Explanation: CloudVision encountered an internal error in the streaming analytics process. A common reason for the error could be because a device was upgraded to an EOS version unsupported in the current CloudVision instance. In addition, any known issues will be listed in the CloudVision Portal release notes. If none of the mentioned apply, please collect a copy of cvpi debug and contact Arista TAC to debug the error.

CVE Bug Exposed

Explanation: CloudVision detected a potential CVE on the switches. For more information, please visit https://www.arista.com/en/support/advisories-notices.

Change Control Failed

Explanation: CloudVision encountered a failure for the change control cited. A few common reasons for failure are:

  • An image push task failed, as the target device filesystem is full.
  • An incorrect configuration is being pushed.
  • Management IP is missing from the proposed configurations.
  • A user modified commands via switch CLI while a config push task was in progress.

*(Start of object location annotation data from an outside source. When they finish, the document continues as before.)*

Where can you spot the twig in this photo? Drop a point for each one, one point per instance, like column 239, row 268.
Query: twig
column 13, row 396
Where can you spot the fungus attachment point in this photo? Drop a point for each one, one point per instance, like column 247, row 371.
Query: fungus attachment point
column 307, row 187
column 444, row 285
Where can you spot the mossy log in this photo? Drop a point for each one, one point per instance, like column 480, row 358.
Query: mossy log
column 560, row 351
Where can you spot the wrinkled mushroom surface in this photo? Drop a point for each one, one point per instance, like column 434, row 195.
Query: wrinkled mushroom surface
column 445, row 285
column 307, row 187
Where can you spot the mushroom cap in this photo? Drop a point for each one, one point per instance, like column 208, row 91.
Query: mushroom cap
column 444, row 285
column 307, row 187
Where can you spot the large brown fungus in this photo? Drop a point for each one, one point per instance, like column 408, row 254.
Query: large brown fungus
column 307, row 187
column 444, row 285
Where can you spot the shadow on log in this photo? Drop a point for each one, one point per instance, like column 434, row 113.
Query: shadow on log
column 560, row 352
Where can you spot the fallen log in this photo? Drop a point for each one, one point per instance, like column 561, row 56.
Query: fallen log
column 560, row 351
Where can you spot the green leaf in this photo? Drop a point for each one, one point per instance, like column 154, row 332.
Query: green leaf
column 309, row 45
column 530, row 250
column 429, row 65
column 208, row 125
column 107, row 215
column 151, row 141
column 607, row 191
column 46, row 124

Please also review the change control logs for information regarding the failure.

Change Control Running

Explanation: This is an informational message confirming the mentioned change control is successfully running.

Change Control Succeeded

Explanation: This is an information message confirming the mentioned change control is successfully updated across the devices.

Clock Not Synchronized

Explanation: An NTP server is not configured on an end device. To resolve the event please ensure a valid NTP server is configured and is effective on the switch.

Anomaly in CloudTracer Latency

Explanation: The cloudtracer latency anomaly event monitors the latency metric between devices and configured hosts. CloudVision detected a deviation in these metrics from the historical bounds. For more information, please visit https://eos.arista.com/toi/cvp-2020-1-0/events/#CloudTracer_Latency_Anomaly_Events.

CVX Disconnection

Explanation: The switch has disconnected from the CVX. Please check if there is connectivity to the CVX nodes and that in a CVX cluster the minimum number of nodes are active. If the issue persists, please contact Arista TAC to debug further.

Low Disk Partition Space Available

Explanation: CloudVision detected that the filesystem space on a device is below the set threshold. To debug possible causes for the same, please visit https://eos.arista.com/troubleshooting-filesystem-full-issues/.

Disk Partition Usage Approaching Threshold

Explanation: This is a proactive event predicting that the filesystem on the flagged device could be full in 24  hours. To debug possible causes for the file system filling up, please visit https://eos.arista.com/troubleshooting-filesystem-full-issues/.

Packet Loss Detected for CloudTracer Host

Explanation: CloudVision detected a CloudTracer packet loss metric greater than the threshold set. The default threshold generates a WARNING event if there is a 5% packet loss for longer than 30 seconds, and an ERROR event if there is a 50% packet loss for longer than 30 seconds. For more information, please visit https://eos.arista.com/toi/cvp-2020-1-0/events/#CloudTracer_Packet_Loss_events.

High CPU Load

Explanation: CloudVision detected a high load average on the device. For more information on understanding CPU load average, please visit https://eos.arista.com/troubleshooting-high-cpu-utilization/#4_How_to_identify_average_load_on_an_Arista_switch.

High CPU Utilization

Explanation: The total CPU utilization of the device exceeds the set threshold.

High QSFP DOM Temperature

Explanation: The DOM temperature of the QSFP exceeded the threshold set on the module.

High QSFP DOM Voltage

Explanation: The DOM voltage of the QSFP exceeded the threshold set on the module.

High SFP DOM Temperature

Explanation: The DOM temperature of the SFP exceeded the threshold set on the module.

High SFP DOM Voltage

Explanation: The DOM voltage of the SFP exceeded the threshold set on the module.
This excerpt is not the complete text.